Secondary Teacher, Music and Design & Technology

“I am not a very creative person”, is something I often hear as a Music and Design & Technology teacher. You may have said this yourself. Maybe you believe that you are not able to complete tasks that rely on creativity. I’ve been investigating the legitimacy of this claim; is it possible that a human being created in the image of God is not creative, as God is creative?
In my Design & Technology class, students have shown that their ability to apply their own creativity in design has improved through practice and research. In class, students often undertake lateral thinking challenges in order to develop their ability to solve problems creatively. Students have confronted many circumstantial and personal challenges which impact their ability to design a project. Many have shown that they are learning to apply their creativity to these challenges and that these opportunities can actually benefit their designs.
One particular student found that financial challenges would impact his ability to redesign and renovate a room in his home. In response, he used his God-given creativity. Instead of physically redesigning the room, he decided to create an accurate 3D prototype. This has allowed him to model a much wider variety of materials and design ideas which he can physically apply later, when circumstances permit.
Time and time again, people have shown an incredible ability to utilise creativity, particularly in times of adversity, where creativity is necessary for survival. During wartime, people utilised their creativity in order to improve their chances in war, resulting in inventions such as microwave ovens, the internet, digital photos and canned food. During this COVID period, medical advances which would have taken many years, have only needed weeks to create, due to the pressure arising from adversity.
It may be that we do not lack creativity, we just don’t practice it because we think that our circumstances don’t require that kind of problem-solving. The reality is that we face issues every day and although God made us to be creative beings, we often choose not to utilise our creativity because it’s easy to get solutions with a click on google search, rather than exercising our creative muscles to solve these issues ourselves.

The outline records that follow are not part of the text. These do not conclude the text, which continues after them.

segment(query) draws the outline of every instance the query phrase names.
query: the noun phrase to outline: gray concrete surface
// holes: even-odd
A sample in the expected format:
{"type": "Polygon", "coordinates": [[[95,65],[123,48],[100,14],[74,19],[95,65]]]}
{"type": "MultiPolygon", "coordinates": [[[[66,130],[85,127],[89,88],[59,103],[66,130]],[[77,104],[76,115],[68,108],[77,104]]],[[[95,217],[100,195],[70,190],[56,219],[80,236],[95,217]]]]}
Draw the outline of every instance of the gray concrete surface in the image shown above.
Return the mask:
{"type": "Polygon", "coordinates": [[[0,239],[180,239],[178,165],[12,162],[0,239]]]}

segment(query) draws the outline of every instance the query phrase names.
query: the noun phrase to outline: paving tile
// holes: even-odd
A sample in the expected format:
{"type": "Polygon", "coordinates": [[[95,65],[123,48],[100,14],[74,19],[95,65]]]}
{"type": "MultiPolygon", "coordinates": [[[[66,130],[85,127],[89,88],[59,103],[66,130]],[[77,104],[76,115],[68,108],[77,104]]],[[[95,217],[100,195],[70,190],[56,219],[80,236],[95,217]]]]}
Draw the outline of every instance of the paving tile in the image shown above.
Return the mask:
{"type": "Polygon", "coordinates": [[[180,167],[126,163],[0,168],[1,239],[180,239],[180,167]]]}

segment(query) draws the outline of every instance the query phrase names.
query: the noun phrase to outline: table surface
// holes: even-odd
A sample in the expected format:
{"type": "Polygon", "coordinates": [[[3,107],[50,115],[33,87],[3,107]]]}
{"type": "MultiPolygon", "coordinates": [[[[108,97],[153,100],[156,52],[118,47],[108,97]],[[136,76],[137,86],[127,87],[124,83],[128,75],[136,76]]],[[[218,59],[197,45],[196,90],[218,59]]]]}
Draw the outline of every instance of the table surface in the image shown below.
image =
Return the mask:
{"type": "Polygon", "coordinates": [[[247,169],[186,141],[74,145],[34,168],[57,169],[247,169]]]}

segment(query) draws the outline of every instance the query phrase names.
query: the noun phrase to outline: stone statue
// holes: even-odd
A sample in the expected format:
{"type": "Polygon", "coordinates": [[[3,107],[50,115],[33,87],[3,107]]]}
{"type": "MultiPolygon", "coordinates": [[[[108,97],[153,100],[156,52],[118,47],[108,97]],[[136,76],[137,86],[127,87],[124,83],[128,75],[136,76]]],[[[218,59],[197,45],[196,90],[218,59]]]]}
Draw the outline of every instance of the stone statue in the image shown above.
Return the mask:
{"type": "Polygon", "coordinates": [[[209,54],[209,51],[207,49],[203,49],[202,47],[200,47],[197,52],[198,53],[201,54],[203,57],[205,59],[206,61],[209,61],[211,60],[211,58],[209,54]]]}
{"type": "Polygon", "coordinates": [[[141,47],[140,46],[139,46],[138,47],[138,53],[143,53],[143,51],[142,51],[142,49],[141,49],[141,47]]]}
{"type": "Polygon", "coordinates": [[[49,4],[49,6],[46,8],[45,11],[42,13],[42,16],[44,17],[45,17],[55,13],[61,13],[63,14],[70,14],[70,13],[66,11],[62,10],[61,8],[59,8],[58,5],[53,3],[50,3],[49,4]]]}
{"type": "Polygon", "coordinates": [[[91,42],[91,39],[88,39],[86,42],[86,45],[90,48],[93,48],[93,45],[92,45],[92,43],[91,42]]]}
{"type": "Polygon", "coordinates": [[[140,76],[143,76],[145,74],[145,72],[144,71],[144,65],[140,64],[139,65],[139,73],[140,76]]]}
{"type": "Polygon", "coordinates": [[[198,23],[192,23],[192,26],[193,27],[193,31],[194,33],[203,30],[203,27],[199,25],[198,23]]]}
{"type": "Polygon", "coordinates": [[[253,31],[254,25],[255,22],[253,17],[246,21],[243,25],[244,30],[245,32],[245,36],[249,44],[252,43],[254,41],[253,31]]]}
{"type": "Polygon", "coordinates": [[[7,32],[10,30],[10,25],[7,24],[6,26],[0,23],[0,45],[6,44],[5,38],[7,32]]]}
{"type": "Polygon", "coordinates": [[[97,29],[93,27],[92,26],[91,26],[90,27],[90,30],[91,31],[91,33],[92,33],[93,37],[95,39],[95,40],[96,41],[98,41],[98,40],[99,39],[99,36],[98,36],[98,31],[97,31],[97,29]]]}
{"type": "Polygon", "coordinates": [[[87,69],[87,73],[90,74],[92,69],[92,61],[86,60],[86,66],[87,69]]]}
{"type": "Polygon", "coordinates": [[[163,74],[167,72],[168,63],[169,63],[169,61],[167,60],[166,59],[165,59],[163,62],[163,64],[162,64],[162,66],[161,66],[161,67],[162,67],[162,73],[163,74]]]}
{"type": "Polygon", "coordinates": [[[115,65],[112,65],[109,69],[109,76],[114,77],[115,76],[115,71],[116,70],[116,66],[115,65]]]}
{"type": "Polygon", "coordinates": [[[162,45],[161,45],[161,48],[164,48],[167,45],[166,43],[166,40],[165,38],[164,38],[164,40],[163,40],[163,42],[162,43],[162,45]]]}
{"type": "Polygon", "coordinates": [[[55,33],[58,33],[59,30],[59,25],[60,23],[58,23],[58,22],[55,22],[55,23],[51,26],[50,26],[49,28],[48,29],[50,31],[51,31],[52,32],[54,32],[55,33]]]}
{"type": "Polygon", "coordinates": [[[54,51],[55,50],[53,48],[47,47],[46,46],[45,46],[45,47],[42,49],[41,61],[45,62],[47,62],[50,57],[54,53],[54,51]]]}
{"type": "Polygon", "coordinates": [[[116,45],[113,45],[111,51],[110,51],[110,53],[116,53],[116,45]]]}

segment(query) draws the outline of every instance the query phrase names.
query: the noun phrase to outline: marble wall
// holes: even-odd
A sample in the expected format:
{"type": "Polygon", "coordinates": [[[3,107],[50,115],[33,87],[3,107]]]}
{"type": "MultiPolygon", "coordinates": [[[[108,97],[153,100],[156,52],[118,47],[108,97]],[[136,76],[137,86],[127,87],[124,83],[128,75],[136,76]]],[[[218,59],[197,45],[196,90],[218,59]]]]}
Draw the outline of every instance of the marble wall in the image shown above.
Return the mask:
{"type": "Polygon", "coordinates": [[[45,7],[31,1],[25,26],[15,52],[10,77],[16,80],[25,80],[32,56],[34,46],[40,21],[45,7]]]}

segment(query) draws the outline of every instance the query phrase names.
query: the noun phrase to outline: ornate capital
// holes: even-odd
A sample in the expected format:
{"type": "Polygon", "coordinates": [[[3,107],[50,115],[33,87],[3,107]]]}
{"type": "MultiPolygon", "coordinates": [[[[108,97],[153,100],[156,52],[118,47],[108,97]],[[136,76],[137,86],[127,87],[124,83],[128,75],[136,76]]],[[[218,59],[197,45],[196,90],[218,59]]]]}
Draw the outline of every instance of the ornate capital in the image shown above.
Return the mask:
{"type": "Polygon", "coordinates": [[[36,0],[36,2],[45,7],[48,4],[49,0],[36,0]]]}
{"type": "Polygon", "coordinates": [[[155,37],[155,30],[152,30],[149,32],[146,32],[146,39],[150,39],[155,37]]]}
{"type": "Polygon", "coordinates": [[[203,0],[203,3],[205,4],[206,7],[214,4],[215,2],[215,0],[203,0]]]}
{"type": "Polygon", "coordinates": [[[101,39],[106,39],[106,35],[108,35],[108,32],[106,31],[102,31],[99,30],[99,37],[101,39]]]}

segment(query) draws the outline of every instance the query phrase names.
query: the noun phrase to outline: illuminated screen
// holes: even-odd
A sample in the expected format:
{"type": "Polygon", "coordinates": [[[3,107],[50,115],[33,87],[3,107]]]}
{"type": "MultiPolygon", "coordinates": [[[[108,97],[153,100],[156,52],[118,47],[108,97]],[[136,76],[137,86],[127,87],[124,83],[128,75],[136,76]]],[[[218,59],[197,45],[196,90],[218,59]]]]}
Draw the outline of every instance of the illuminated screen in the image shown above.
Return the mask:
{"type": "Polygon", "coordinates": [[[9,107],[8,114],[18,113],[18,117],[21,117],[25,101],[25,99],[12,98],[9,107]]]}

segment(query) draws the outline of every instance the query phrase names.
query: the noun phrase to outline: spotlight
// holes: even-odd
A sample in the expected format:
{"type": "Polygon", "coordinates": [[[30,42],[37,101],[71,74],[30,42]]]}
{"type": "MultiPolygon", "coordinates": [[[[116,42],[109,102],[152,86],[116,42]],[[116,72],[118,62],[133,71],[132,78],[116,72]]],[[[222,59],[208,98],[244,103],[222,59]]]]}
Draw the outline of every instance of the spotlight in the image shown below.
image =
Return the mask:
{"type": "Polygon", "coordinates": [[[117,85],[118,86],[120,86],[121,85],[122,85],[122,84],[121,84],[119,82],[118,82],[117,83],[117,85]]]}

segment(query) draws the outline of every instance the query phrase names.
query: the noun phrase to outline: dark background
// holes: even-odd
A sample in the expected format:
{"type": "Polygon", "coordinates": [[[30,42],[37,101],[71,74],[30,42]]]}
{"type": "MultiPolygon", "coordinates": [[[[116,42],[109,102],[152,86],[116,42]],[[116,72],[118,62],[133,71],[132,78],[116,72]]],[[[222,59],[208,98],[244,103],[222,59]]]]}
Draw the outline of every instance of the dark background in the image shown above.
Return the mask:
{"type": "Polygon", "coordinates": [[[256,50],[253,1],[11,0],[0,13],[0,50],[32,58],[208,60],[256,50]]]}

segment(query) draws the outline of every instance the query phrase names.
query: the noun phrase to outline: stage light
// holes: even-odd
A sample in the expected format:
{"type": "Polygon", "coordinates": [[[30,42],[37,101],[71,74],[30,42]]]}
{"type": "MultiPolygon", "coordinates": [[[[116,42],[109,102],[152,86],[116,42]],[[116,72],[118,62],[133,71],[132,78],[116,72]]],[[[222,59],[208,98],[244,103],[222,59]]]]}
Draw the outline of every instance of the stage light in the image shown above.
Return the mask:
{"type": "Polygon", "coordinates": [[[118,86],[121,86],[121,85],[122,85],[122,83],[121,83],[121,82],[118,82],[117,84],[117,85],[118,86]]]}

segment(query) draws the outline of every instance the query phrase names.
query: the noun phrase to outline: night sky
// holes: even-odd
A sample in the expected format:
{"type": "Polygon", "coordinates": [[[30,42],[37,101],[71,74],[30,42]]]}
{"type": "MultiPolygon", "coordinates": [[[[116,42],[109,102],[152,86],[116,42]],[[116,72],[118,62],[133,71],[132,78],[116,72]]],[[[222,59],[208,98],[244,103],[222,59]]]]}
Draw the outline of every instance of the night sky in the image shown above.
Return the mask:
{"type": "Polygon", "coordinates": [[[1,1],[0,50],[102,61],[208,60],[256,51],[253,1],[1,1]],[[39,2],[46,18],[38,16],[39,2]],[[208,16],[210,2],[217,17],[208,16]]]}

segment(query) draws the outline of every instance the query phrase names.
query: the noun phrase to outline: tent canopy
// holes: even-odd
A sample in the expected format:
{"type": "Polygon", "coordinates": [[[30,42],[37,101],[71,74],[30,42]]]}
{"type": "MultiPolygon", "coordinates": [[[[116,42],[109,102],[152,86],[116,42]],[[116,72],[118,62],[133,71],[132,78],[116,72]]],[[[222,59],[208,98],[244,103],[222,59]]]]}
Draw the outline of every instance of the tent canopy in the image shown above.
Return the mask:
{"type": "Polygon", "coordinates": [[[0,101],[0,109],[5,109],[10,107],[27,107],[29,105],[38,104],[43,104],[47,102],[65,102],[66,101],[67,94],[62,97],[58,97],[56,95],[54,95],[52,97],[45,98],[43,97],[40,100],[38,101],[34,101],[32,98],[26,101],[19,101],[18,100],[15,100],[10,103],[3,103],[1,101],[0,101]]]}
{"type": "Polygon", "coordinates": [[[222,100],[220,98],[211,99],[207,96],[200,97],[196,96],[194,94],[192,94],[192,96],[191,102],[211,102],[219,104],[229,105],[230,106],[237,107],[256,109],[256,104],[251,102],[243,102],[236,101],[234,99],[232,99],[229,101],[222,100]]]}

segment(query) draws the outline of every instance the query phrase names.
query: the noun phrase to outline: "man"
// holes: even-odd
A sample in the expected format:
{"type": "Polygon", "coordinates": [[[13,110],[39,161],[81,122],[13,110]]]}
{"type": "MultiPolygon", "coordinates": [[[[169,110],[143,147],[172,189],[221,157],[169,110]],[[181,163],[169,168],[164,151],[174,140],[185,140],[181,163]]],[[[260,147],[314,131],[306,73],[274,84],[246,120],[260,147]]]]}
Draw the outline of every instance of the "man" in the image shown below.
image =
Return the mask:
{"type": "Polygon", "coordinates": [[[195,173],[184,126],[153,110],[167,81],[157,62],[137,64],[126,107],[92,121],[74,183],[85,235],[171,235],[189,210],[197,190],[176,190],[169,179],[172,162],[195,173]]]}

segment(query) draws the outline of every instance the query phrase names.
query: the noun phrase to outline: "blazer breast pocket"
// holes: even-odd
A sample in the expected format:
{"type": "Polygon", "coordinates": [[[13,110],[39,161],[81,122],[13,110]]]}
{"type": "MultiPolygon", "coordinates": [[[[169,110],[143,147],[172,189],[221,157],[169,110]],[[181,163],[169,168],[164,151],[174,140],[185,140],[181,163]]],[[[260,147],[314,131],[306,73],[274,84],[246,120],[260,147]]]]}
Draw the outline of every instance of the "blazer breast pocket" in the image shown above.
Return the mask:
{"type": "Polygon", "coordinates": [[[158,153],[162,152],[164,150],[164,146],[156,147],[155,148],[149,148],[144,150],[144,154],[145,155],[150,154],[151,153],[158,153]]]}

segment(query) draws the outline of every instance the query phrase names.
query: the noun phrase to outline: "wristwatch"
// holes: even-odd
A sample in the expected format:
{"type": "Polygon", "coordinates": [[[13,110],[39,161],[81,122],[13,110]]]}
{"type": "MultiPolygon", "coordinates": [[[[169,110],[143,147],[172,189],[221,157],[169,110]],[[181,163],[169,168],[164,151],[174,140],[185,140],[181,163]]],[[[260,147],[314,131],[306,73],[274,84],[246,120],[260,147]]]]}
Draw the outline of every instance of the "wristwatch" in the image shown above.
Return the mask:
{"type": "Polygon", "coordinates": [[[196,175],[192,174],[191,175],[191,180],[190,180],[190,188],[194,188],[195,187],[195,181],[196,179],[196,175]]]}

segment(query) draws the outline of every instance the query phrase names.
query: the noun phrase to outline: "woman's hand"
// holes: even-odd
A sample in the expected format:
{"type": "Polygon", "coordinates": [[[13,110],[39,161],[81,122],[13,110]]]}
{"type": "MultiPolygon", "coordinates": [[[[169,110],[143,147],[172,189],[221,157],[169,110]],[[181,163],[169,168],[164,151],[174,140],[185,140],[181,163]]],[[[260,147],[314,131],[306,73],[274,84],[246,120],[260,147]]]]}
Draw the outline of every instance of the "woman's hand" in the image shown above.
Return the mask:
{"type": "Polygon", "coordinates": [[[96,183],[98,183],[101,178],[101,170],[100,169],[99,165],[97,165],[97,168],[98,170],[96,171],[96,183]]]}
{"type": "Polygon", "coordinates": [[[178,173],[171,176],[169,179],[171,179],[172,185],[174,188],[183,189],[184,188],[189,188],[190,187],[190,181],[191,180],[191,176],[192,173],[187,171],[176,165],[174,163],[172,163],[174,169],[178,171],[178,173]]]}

I hope and pray that you would all be encouraged to use your creative muscles; take things apart, put things together, work things out yourself, create art, write songs, write poems, build things. This is such a vital part of our identity in God and can be such a service to others. God is creative, and so are you.
He has filled them with skill to do all kinds of work as engravers, designers, embroiderers in blue, purple and scarlet yarn and fine linen, and weavers—all of them skilled workers and designers.